The beginning of the new century is marked by the 1901 Census – a detailed account of all the housing and inhabitants of the parish. It shows little change from the census of ten years earlier: the population was slightly up at 243 but there had been hardly any new buildings or demolitions. The Land Tax valuation survey of 1910 shows very much the same picture of land ownership and occupation. 1911 Census shows a further slight rise, to 256 (close to the 19th Century average of 251). The change came after the 1914-18 war.

Ferring did not change much during that war: certainly many of the young men were in the army or navy (and five did not come back) and Edwin Henty died in 1916, but the farms, and the Henty estate, continued to operate much as normal. It was the peace that changed Ferring. In 1919 and 1920 no additional houses were built but the local directory shows an influx of new people living in the larger houses, and from 1921 a number of them, including a series of retired officers, had new houses built, in Sea Lane, near the beach, and in Ferring Lane.

Edwin Henty’s widow, ageing and childless, put the southern half of the estate, including the Grange, up for auction in early 1921. It failed to achieve its reserve price of £30,000 (highest bid £27,200); individual plots were sold off, however, in both North and South Ferring, over the next two years. Confidence in the housing market grew quickly and between July 1923 and April 1924 the whole of South Ferring was indeed sold off, in three or four large lots – to the Hon Lionel Guest (58 acres in the south east corner), Reginald Smart, the last tenant-farmer of Home Farm (more than 60 acres on the west), Ridley Hooper (the Grange and its parkland) and other large areas to Maj. Norman Charles Draycott. They in turn then sold building plots on this land, to a stream of buyers, mainly from London (a 1929 advertisement in The Times offered four-bedroom houses for £1,150, in an estate with private roads where charabancs were banned and ‘the tripper element has been entirely eliminated’). The building boom was now underway. In 1921 the population was still 256; in 1931 it was 795; the agricultural population had been swamped by the bungalow owners from the London suburbs. The Building Plans Register shows that 200 houses (predominantly bungalows) were build between these two dates.

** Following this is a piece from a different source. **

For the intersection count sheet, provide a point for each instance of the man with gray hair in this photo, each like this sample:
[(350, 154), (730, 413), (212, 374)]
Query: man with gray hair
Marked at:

Ferring Grange became a boys’ school, then an increasingly fashionable hotel. Mrs Guest encouraged her ‘society’ friends to take houses for the Summer. Professional tennis tournaments were held and, biggest catch of all, the Prince of Wales stayed a few weeks in 1928 (with his mistress). Many other (middle class) visitors came for the day in their cars and the beachside Blue Bird Café was opened in 1928.

The northern half of the estate, along Langbury Lane and Ferring Lane was also being developed in the mid-1920s, as Mrs Henty sold off choice plots, but when she died in October 1928 her executors still had 275 acres to dispose of – which they did at auction in 1930. Now the land around Langbury Lane and Ferring Lane began to develop as quickly as that in South Ferring five years earlier, and the overall population was well over 1500 by 1939. Agriculture and market gardening continued north of the Littlehampton-Worthing road, even into the 21st Century, but south of it the fields filled up with housing and ‘estate’ roads, covering the entire area south of that road and between the Rife and Sea Lane, down to the very beach.

This process was interrupted by the 1939-45 war, during which many residents moved out and many servicemen moved in, but was virtually complete by 1960. A small Council estate had been built in the 1950s, west of the village centre and the creation of Goring Way, immediately east of the village centre, just before the war, and the building along that road post-war, created a continuity with the Worthing suburbs which could not be denied, however much it was regretted.

The population had risen to 3,449 in 1961. Soon after this came redevelopment, as most of the large houses built in Sea Lane, and near the beach, in the 1920s and early 1930s were demolished and replaced with bungalows and flats. By 1971 the population had reached 4,292 and it stayed close to this level for the next 30 years. By this time Ferring had become very much a retirement community, with twice the national average of over-60s and half the national average of under- 21s. Increasing development was now being resisted: in 1988 the ‘Ferring Conservation Group’ was launched, and had very soon enlisted over 1,300 members.

Although the old Henty estate south of Littlehampton Road and down to the beach had been covered with housing in the third and fourth quarters of the century, more than half of the land area of the parish had, in fact, been spared development. The top of Highdown Hill had been declared an Ancient Monument in 1930 and was then acquired by the National Trust; the farmland on the other side of the hill remained very much as it had always been. The southern slopes were not built on, and remained largely rural (although with an increasing ‘urban fringe’ character). The lower stretch of the Rife still ran through a green corridor, and the fields of the old (East Ferring) Manor Farm from Sea Lane to the Goring boundary and down to the sea still provided good harvests and a place for quiet recreation. The protection of these ‘countryside areas’ and ‘strategic gaps’ had now been built into the planning policies of the local authorities.